In step 206, the preferred order of predicate evaluation, as determined in the previous step is enforced through a combination of techniques. These techniques include guiding the underlying database optimizer towards a particular evaluation order using optimizer hints, splitting the rewritten query into multiple subqueries, and where necessary, moving some of the predicates from the query into a separate result filter step that is implemented within the enforcement component itself
Additionally, the present invention provides for an article of manufacture comprising computer readable program code contained within implementing one or more modules to incorporate access control restrictions into a database query and a result set returned from a database. Furthermore, the present invention includes a computer program code-based product, which is a storage medium having program code stored therein which can be used to instruct a computer to perform any of the methods associated with the present invention. The computer storage medium includes any of, but is not limited to, the following: CD-ROM, DVD, magnetic tape, optical disc, hard drive, floppy disk, ferroelectric memory, flash memory, ferromagnetic memory, optical storage, charge coupled devices, magnetic or optical cards, smart cards, EEPROM, EPROM, RAM, ROM, DRAM, SRAM, SDRAM, or any other appropriate static or dynamic memory or data storage devices.

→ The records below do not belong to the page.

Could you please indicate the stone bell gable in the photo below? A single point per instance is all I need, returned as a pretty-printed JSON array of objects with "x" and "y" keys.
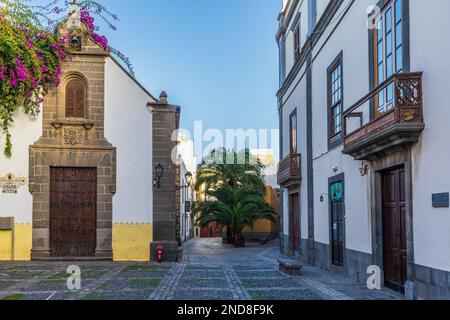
[{"x": 73, "y": 137}]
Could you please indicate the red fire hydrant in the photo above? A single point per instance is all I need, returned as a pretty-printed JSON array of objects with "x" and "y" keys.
[{"x": 159, "y": 253}]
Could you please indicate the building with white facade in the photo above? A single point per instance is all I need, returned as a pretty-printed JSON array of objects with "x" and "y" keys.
[
  {"x": 187, "y": 194},
  {"x": 364, "y": 134}
]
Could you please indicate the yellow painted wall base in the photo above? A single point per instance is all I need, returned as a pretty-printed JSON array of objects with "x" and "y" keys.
[
  {"x": 5, "y": 245},
  {"x": 22, "y": 243},
  {"x": 132, "y": 242}
]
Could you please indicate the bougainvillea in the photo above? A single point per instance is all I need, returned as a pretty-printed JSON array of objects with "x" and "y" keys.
[
  {"x": 31, "y": 52},
  {"x": 29, "y": 64}
]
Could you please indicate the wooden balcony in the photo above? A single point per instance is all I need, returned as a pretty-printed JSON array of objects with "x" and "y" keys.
[
  {"x": 369, "y": 136},
  {"x": 289, "y": 171}
]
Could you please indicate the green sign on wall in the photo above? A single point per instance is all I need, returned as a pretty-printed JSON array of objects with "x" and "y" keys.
[{"x": 337, "y": 191}]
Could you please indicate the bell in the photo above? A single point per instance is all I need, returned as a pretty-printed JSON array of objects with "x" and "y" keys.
[{"x": 75, "y": 40}]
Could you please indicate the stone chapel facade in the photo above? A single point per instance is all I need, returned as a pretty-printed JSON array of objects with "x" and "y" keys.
[{"x": 86, "y": 165}]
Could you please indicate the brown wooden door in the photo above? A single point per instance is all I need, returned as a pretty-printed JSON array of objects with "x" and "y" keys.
[
  {"x": 73, "y": 212},
  {"x": 294, "y": 222},
  {"x": 337, "y": 223},
  {"x": 394, "y": 229}
]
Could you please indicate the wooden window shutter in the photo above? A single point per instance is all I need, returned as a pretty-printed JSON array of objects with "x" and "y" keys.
[{"x": 75, "y": 99}]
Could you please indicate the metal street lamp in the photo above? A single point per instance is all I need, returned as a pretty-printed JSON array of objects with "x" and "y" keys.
[{"x": 159, "y": 172}]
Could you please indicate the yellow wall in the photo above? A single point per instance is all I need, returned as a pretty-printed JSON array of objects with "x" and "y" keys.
[
  {"x": 5, "y": 245},
  {"x": 22, "y": 243},
  {"x": 131, "y": 242},
  {"x": 23, "y": 239}
]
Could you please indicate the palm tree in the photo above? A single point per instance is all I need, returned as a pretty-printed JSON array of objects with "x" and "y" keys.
[
  {"x": 230, "y": 168},
  {"x": 235, "y": 208}
]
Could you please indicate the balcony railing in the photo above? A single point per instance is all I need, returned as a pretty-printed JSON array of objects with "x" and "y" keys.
[
  {"x": 397, "y": 121},
  {"x": 289, "y": 170}
]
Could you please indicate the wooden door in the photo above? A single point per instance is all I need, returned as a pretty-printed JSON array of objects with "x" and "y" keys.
[
  {"x": 73, "y": 212},
  {"x": 337, "y": 223},
  {"x": 394, "y": 229},
  {"x": 294, "y": 222}
]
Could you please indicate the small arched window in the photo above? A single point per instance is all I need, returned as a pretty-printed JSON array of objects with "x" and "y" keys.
[{"x": 75, "y": 99}]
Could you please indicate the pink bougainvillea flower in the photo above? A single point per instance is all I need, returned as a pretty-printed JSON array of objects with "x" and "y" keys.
[
  {"x": 13, "y": 82},
  {"x": 29, "y": 43},
  {"x": 21, "y": 70}
]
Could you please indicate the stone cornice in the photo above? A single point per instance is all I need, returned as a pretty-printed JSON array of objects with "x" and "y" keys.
[{"x": 311, "y": 41}]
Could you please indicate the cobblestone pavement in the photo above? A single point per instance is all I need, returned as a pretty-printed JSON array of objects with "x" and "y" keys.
[{"x": 208, "y": 270}]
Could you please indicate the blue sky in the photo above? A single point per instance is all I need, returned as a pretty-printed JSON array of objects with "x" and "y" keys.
[{"x": 216, "y": 58}]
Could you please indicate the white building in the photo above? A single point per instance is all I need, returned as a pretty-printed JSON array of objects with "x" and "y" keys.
[
  {"x": 363, "y": 139},
  {"x": 187, "y": 193}
]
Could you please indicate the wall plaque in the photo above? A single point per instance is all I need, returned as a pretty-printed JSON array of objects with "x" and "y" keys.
[
  {"x": 441, "y": 200},
  {"x": 11, "y": 184},
  {"x": 73, "y": 136}
]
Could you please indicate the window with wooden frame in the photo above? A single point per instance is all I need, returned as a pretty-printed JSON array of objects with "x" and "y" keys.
[
  {"x": 335, "y": 102},
  {"x": 75, "y": 99},
  {"x": 297, "y": 41},
  {"x": 388, "y": 52},
  {"x": 293, "y": 132}
]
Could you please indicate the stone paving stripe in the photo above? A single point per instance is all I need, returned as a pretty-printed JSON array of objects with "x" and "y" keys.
[
  {"x": 169, "y": 283},
  {"x": 323, "y": 290}
]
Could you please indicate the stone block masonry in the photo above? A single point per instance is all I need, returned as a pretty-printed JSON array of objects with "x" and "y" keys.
[{"x": 166, "y": 119}]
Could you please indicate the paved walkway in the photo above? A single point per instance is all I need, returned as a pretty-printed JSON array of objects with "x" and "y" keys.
[{"x": 209, "y": 270}]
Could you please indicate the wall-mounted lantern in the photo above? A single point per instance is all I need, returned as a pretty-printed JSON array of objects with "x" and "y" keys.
[
  {"x": 188, "y": 179},
  {"x": 159, "y": 172}
]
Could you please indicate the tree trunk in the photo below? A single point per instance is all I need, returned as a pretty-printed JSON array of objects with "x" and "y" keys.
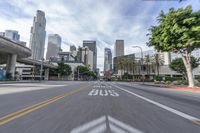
[{"x": 187, "y": 63}]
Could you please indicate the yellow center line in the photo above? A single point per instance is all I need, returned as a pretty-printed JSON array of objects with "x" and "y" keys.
[{"x": 22, "y": 112}]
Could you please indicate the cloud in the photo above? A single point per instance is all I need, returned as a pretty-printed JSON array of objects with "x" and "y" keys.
[{"x": 77, "y": 20}]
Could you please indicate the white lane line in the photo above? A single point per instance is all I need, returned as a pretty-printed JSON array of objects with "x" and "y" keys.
[
  {"x": 113, "y": 93},
  {"x": 93, "y": 92},
  {"x": 99, "y": 129},
  {"x": 101, "y": 93},
  {"x": 179, "y": 113}
]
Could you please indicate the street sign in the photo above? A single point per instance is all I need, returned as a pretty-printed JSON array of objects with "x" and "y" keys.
[{"x": 105, "y": 124}]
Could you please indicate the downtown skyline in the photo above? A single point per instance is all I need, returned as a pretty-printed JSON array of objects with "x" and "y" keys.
[{"x": 76, "y": 21}]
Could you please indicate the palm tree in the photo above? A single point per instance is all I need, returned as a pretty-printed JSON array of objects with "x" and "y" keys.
[
  {"x": 120, "y": 64},
  {"x": 158, "y": 62}
]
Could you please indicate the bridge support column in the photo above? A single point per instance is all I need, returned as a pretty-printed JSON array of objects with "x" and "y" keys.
[
  {"x": 11, "y": 62},
  {"x": 46, "y": 74}
]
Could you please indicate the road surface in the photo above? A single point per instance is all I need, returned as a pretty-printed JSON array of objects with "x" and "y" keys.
[{"x": 96, "y": 107}]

Implemented in computer program code based products are software modules for: (a) rewriting a query incorporating additional predicates representing access control rules for a user, user-group, or object-type based on static analysis based on statistical optimization information and access control-specific statistics; (b) evaluating predicates in said rewritten query in an optimal order; and (c) filtering, in accordance with access control restrictions, resultant dataset obtained by executing said rewritten query against a database.
A system and method has been shown in the above embodiments for the effective implementation of efficient access control enforcement in a content management environment. While various preferred embodiments have been shown and described, it will be understood that there is no intent to limit the invention by such disclosure, but rather, it is intended to cover all modifications falling within the spirit and scope of the invention, as defined in the appended claims. For example, the present invention should not be limited by software/program, computing environment, or specific database.
The above enhancements are implemented in various computing environments. For example, the present invention may be implemented on a conventional IBM PC or equivalent. All programming and data related thereto are stored in computer memory, static or dynamic, and may be retrieved by the user in any of: conventional computer storage. The programming of the present invention may be implemented by one of skill in the art of database programming.